Argent Légal a parfois le défaut de ses qualités. Pour la plupart d’entre nous, les onze titres réunis ici sont très très sucrés, ce qui pourrait faire sourciller les plus réfractaires à la musique pop, dont j’ai longtemps fait partie. L’exploit réussi par Rednext Level, c’est de faire écouter et aimer une musique construite à la base sur du dance plutôt kitch et très 90s, à des gens qui n’auraient jamais osé imaginer qu’une musique de ce type aurait des chances de leur plaire. On succombe assez facilement aux charmes du groupe, mais l’expérience est assez contre-intuitive au début, surtout pour un mélomane aguerri qui écoute autant du grindcore que du free jazz. Le niveau de qualité ici est assez élevé pour justifier l’intérêt qui doit être porté à la galette pour bien l’apprécier. Celle-ci gagne sans contredit à être écoutée dans des écouteurs, sans quoi la production tonitruante de Tork et les références ludiques et brillantes mises sur la table par les deux MCs pourraient passer à côté de l’expérience et ôter la riche subtilité de leur bébé sucré. On se croirait souvent au beach-club de Pointe-Callumet ou dans les quartiers populaires de Laval, si on en restait au premier degré, mais le tout prend plus souvent des allures de caricatures pince-sans-rire de tout ce qui tombe dans leur mire. La pièce testament de l’album, «Tatouer» est un bon exemple de cette approche à la fois sérieuse et trollesque, avec sa faute d’orthographe (« le rap québécois, je l’ai tatouer »). Le résultat est une superbe pastiche d’une chanson qui aurait pu exister sérieusement, à quelques détails près, comme confession d’un rappeur-couleuvre.

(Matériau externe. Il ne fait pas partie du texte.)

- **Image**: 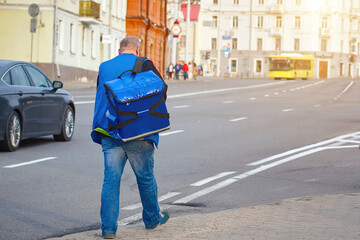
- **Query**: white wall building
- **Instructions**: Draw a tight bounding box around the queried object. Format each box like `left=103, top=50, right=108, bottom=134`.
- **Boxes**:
left=195, top=0, right=360, bottom=78
left=0, top=0, right=127, bottom=82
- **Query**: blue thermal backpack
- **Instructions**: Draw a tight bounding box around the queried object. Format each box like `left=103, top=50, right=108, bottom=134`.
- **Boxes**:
left=104, top=57, right=170, bottom=142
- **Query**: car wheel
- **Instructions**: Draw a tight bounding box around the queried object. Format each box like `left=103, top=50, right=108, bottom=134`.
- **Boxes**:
left=54, top=106, right=75, bottom=141
left=3, top=112, right=21, bottom=152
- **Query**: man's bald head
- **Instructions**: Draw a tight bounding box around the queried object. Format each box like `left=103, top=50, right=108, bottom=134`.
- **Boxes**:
left=119, top=36, right=141, bottom=55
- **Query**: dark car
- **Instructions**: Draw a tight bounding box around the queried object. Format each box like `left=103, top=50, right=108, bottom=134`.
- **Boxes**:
left=0, top=60, right=75, bottom=151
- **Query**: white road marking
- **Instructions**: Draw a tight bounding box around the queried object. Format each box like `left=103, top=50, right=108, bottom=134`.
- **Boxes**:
left=229, top=117, right=247, bottom=122
left=159, top=130, right=184, bottom=136
left=173, top=178, right=238, bottom=204
left=75, top=100, right=95, bottom=105
left=342, top=81, right=354, bottom=94
left=339, top=140, right=360, bottom=144
left=168, top=82, right=285, bottom=99
left=247, top=132, right=360, bottom=166
left=121, top=192, right=181, bottom=210
left=3, top=157, right=57, bottom=168
left=174, top=105, right=190, bottom=108
left=190, top=172, right=236, bottom=187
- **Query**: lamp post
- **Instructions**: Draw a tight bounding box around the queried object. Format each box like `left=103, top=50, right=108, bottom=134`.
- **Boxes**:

La direction empruntée ici par Ogden et Maybe Watson pour ce projet parallèle est à des années lumières de celle préconisée par Eman et VLooper, lauréats hip hop à l’Adisq pour 2015, mais on peut facilement remonter à une source commune avec Alaclair Ensemble, dont les aspects constituants ont été hypertrophiés différemment par ces deux projets. Alors que les gars prévoient enregistrer un nouvel opus d’Alaclair Ensemble à l’automne, l’album Argent Légal semble pour eux un parfait mélange de 9-à-5 et de récréation, soit une très divertissante activité parallèle qui pourrait s’avérer lucrative. Le travail acharné et le plaisir coupable qui ont donné naissance à cet album très estival devraient permettre aux trois protagonistes de se payer des Ah! Caramel, des cannes de thon et de la Bud-light en masse, à condition que les gens osent les suivre dans cette aventure – et ils ont tout intérêt à le faire. Fake pas l’funk pis boude pas l’fun, prends une portion de ton salaire horaire et va chez le disquaire acheter ta copie pis payer tes taxes dessus, surtout que tu viens juste d’avoir ton retour d’impôts el gros.